What is the frequency response or natural frequency of the sensor?
Questions regarding frequency response generally arise due to combinations of three topics of interest. Typically, sensor users need to know: one, how quickly the sensor will respond to changes in input (force, torque, pressure, acceleration, etc.), especially in dynamic system loads. Two, how quickly the sensor will reach 63.2% of FSO (time constant of the sensor) when exposed to a full-scale pressure input from zero instantaneously. And, three, what the modal frequency analysis of the sensor will be when subjected to vibrational loads.
While all of these are related concepts, especially mechanically, they are not entirely the same. Answers will vary based on pressure range, sensor design (monolithic diaphragm deflection or isolation diaphragm with load transfer to bending beam, as an example) and the electrical output provided by the sensor. The first two questions are both mechanical and electrical. Depending on whether the electrical output of the sensor is ratiometric mV/V (no electronics), amplified (voltage or current output) or digital (CANBus, I2C, RS232), the answer will be quite different if the mechanical design is held constant.
Mode (0, 1)
Mode (2, 1)
Mode (0, 2)
Mode (3, 1)
Mode (1, 2)
Mode (2, 2)
Typically, the mechanical portions of the sensors offer frequency responses in the tens of thousands of Hz. For example, 12kHz at 5000psi for a 0.5-inch diameter diaphragm, or 2.5kHz on a 100 psi design. For mV/V sensors, the electrical response will track very closely to the mechanical response. Meanwhile, the electrical response of a standard 0-5 V DC output non-isolated voltage amplified sensor will fall in the 2-3kHz range. The response will be slower for isolated voltage (1-2kHz) and even more slow for digital (200-900Hz).
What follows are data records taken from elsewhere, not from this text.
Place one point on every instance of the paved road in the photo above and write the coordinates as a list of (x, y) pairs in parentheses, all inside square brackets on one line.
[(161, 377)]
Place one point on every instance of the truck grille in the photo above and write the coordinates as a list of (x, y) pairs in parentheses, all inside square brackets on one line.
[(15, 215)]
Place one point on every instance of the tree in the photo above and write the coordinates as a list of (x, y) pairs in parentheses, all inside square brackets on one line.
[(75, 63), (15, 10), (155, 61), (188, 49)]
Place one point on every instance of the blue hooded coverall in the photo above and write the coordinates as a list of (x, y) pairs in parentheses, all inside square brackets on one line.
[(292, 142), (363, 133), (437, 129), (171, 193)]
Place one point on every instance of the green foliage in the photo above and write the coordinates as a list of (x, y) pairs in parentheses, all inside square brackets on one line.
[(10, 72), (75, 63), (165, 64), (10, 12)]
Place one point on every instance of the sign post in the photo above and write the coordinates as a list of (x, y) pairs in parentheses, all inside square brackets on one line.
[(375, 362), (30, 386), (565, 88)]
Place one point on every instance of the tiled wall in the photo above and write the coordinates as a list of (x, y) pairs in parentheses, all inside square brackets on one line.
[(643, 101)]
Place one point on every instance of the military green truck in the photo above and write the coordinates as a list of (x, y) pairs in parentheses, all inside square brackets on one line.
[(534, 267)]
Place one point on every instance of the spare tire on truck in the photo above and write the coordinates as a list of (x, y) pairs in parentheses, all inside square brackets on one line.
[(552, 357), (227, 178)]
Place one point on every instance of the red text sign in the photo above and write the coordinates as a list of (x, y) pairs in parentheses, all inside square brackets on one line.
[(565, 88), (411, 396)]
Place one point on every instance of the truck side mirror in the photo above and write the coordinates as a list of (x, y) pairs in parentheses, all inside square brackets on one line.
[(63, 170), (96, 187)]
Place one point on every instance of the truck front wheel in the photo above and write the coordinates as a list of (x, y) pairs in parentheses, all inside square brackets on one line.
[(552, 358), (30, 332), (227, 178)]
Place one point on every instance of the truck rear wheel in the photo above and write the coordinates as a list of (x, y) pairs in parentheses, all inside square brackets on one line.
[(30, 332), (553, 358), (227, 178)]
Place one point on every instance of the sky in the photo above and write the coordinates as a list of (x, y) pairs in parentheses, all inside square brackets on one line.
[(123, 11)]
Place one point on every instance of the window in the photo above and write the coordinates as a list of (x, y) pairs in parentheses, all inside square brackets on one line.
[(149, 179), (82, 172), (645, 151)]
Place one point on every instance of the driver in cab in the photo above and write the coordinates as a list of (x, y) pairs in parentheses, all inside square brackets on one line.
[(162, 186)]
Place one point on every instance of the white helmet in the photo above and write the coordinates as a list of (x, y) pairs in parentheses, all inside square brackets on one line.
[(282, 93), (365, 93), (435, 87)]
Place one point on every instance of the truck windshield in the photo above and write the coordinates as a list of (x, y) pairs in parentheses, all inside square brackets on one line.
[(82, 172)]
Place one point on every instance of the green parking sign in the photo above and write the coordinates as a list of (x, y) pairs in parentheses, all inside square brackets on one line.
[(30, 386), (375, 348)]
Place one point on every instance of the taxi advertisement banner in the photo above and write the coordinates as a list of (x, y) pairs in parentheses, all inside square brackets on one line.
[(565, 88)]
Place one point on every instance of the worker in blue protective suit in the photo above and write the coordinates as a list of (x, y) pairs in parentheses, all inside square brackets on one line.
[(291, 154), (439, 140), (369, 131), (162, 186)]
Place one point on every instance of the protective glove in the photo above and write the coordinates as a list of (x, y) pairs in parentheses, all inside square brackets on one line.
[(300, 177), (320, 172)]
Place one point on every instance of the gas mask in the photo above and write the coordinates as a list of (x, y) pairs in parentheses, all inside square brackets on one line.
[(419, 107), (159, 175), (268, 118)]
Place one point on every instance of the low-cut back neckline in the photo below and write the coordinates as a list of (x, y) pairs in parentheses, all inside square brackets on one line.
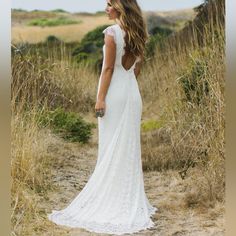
[(123, 35)]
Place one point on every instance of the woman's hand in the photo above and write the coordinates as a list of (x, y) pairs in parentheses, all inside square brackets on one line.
[(100, 108)]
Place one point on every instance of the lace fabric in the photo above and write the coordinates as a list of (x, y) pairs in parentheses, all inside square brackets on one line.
[(113, 200)]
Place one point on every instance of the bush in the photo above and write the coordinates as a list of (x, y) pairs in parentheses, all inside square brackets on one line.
[(89, 49), (157, 36), (69, 125), (52, 22)]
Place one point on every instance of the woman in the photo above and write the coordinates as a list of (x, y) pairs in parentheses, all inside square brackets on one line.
[(114, 201)]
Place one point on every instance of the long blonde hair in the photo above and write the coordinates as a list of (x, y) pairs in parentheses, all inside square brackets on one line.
[(132, 22)]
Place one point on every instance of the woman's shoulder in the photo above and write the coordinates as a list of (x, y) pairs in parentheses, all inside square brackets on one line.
[(110, 29)]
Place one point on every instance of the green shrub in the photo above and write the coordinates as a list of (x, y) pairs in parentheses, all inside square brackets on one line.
[(52, 22), (158, 34), (151, 125), (89, 49), (69, 125)]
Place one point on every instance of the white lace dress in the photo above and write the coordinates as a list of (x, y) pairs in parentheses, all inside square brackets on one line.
[(114, 201)]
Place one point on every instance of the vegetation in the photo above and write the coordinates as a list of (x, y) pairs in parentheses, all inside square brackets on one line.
[(70, 125), (52, 22), (183, 126)]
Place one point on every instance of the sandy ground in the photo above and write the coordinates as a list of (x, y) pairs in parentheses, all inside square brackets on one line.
[(73, 163)]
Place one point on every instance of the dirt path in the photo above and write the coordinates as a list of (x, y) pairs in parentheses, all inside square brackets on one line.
[(74, 163)]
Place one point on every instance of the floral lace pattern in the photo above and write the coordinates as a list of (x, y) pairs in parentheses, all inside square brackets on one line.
[(113, 200)]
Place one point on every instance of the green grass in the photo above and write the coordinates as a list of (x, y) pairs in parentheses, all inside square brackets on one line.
[(152, 125), (52, 22)]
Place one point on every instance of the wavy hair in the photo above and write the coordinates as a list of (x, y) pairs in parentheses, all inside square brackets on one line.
[(132, 22)]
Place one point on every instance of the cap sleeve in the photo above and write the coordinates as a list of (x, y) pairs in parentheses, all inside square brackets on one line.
[(110, 31)]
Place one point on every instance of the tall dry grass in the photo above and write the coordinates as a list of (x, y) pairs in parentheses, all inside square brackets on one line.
[(192, 136), (40, 83)]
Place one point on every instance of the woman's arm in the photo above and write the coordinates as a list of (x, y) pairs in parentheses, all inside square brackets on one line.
[(137, 68), (106, 75)]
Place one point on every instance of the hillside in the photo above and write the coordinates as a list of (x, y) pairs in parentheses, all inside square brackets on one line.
[(182, 132), (21, 32)]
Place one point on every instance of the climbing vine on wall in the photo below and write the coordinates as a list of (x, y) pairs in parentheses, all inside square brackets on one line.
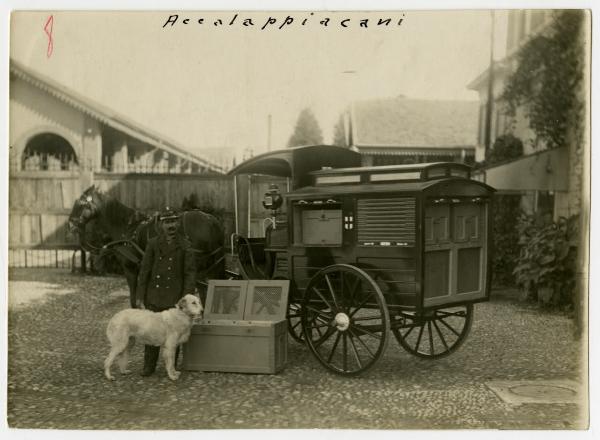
[(546, 81)]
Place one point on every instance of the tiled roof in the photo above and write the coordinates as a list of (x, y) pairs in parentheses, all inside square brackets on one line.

This will impact both the speed at which the sensor’s output responds to dynamic changes in pressure (in the case of pressure transducers) and the speed at which the sensor reaches a 63.2% FSO solution, even though the diaphragms would mechanically respond in identical ways.
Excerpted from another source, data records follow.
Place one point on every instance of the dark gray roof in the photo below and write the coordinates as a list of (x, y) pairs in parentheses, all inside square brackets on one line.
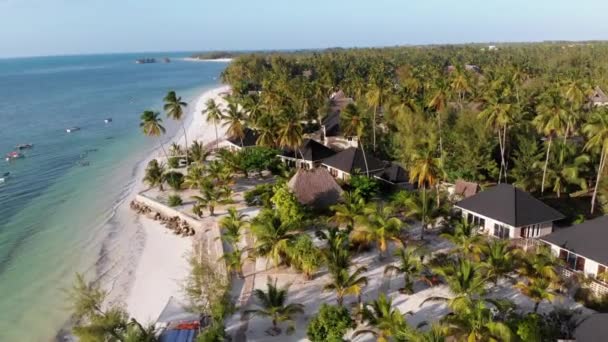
[(587, 239), (592, 329), (311, 150), (510, 205), (351, 160), (394, 174), (250, 139)]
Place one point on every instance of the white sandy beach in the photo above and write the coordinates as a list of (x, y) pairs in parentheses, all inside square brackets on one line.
[(162, 263)]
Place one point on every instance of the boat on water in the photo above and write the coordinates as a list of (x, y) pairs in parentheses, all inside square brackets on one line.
[(24, 146), (14, 155), (4, 177)]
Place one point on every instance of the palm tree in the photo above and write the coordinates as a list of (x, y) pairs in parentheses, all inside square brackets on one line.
[(378, 224), (273, 238), (151, 124), (465, 280), (234, 119), (596, 130), (273, 304), (383, 318), (477, 323), (155, 174), (211, 196), (538, 290), (348, 210), (466, 238), (499, 259), (410, 265), (214, 116), (174, 107), (345, 283), (550, 121), (232, 225)]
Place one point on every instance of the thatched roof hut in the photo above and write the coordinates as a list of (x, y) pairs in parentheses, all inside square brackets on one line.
[(315, 188)]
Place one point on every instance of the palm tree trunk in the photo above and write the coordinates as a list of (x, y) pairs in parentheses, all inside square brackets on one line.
[(600, 170), (542, 187), (186, 142)]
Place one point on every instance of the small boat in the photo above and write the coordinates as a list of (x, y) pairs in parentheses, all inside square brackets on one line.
[(24, 146), (14, 155), (4, 177)]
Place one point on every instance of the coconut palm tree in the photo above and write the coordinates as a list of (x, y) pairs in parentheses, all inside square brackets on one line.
[(273, 238), (214, 116), (466, 238), (155, 174), (538, 290), (345, 283), (151, 125), (211, 196), (409, 263), (378, 224), (232, 226), (550, 121), (499, 259), (346, 213), (596, 130), (174, 108), (234, 120), (273, 304), (477, 323), (385, 320)]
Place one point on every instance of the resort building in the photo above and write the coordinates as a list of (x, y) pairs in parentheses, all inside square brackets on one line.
[(315, 188), (235, 143), (331, 134), (598, 98), (307, 156), (582, 246), (352, 161), (507, 212)]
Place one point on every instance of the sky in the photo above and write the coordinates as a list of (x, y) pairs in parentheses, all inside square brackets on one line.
[(65, 27)]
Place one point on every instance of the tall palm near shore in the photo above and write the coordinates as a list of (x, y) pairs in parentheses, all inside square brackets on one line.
[(151, 125), (214, 116), (174, 107), (550, 121), (596, 130), (345, 283), (273, 304), (234, 120)]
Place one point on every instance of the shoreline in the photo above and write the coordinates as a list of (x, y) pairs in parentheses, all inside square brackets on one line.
[(155, 271)]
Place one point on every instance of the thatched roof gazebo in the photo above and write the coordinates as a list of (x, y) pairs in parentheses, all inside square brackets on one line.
[(315, 188)]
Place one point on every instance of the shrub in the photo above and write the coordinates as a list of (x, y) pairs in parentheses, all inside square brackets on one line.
[(173, 162), (174, 200), (260, 195), (175, 180), (329, 324), (366, 187)]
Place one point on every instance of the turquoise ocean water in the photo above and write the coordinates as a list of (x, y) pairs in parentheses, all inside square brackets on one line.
[(56, 208)]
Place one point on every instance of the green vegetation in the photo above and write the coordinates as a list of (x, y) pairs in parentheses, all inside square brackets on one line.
[(330, 324)]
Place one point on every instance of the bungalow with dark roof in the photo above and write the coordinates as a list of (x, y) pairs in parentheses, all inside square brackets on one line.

Meanwhile, when looking at the sensor’s behavior in vibration applications, the acceleration response, structural/nodal analysis, etc. is impacted almost entirely by the mechanical design, and begins with the modal analysis of the sensing element based on complex differential equations and known plate or beam theory.
Since frequency response and acceleration performance equations always take into account material stiffness values (“D” or “k,” depending on the design or formulas used), the mass of the total system (e.g., a mass/spring damper system in load cell applications or the mass density of a compressed fluid on a diaphragm in pressure applications) and require assumptions in boundary conditions (clamped or free), the derived value of the frequency response will always be theoretical and limited in usefulness. It will always be necessary to validate the response through testing within the end-user system to determine if the performance meets system measurement or control requirements.